Ports operator DP World is selling its stakes in two container terminals and a logistics centre in Hong Kong for US$742 million as part of a rejig of assets in favour of fast-growing emerging markets.
DP World sells Hong Kong assets
DP World is selling its assets in two container terminals and a logistics centre in Hong Kong for US$742 million (Dh2.72 billion) as it seeks to free up cash to invest in faster-growing markets.
The Dubai-based ports operator will sell 75 per cent of its interest in CSX World Terminals Hong Kong, which operates Berth 3 of the Kwai Chung Container Terminal (CT3) and ATL Logistics Centre Hong Kong, which is located alongside CT3. DP World is also selling 100 per cent of its interest in Asia Container Terminals Holdings, which operates Container Terminal 8 West, it said in a statement on the Nasdaq Dubai website yesterday.
“We believe Hong Kong will continue to be a very interesting market. However, our presence was very small relative to the market,” said Sultan Ahmed bin Sulayem, the chairman of DP World.
It is the latest sale by DP World in more mature markets as it seeks to strengthen its focus on rapidly emerging markets. In recent months, it has sold stakes in the Russian container terminal Vostochnaya Stevedoring, the British-based Tilbury Container Services as well as operations in Belgium. It also exited from its business in Australia more than two years ago.
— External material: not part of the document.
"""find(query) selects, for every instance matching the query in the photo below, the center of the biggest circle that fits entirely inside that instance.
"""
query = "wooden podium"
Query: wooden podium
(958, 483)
Goodman Hong Kong Logistics Fund, an Australian property investment trust, will buy DP World’s stakes in CT3 and ATL. The $463m deal will involve a strategic partnership in which DP World will continue to manage the port operations. Upon regulatory approval, the sale is expected to be completed by the end of the first half of this year.
DP World said it closed yesterday the $279m sale of its 55.17 per cent interest in Asia Container Terminals to Hutchison Port Holdings Trust, a Singapore-listed container port business trust.
Hong Kong’s importance as a trans-shipment destination in the Asian-Pacific region has waned in the past decade as more deep-sea ports open in China’s mainland.
“DP World doesn’t need to sell but ultimately it will allow it to deliver faster growth through its strategy of focusing on markets accelerating more quickly,” said Mark McVicar, the head of transport at Nomura Holdings. “It has sold assets where it can’t see a lot of growth but deliver stable cash flow, which are attractive to infrastructure investment funds.”
As of the end of 2012, the value of DP World’s Hong Kong assets was $653m, and they contributed $39m to the company’s gross profit.
Combined, the transactions valued the company’s assets at almost 15 times earnings before interest, taxes, depreciation and amortisation, making the deal “very attractive” for DP World, said Yuvraj Narayan, the chief financial officer.
Growth in DP World’s container handling slowed to 2.4 per cent last year as choppy conditions in the global economy and capacity constraints buffeted performance. But it remains optimistic for this year as it plans to open new facilities in Brazil and the United Kingdom.
The company’s stock on Nasdaq Dubai rose 0.76 per cent to close at $13.2 yesterday.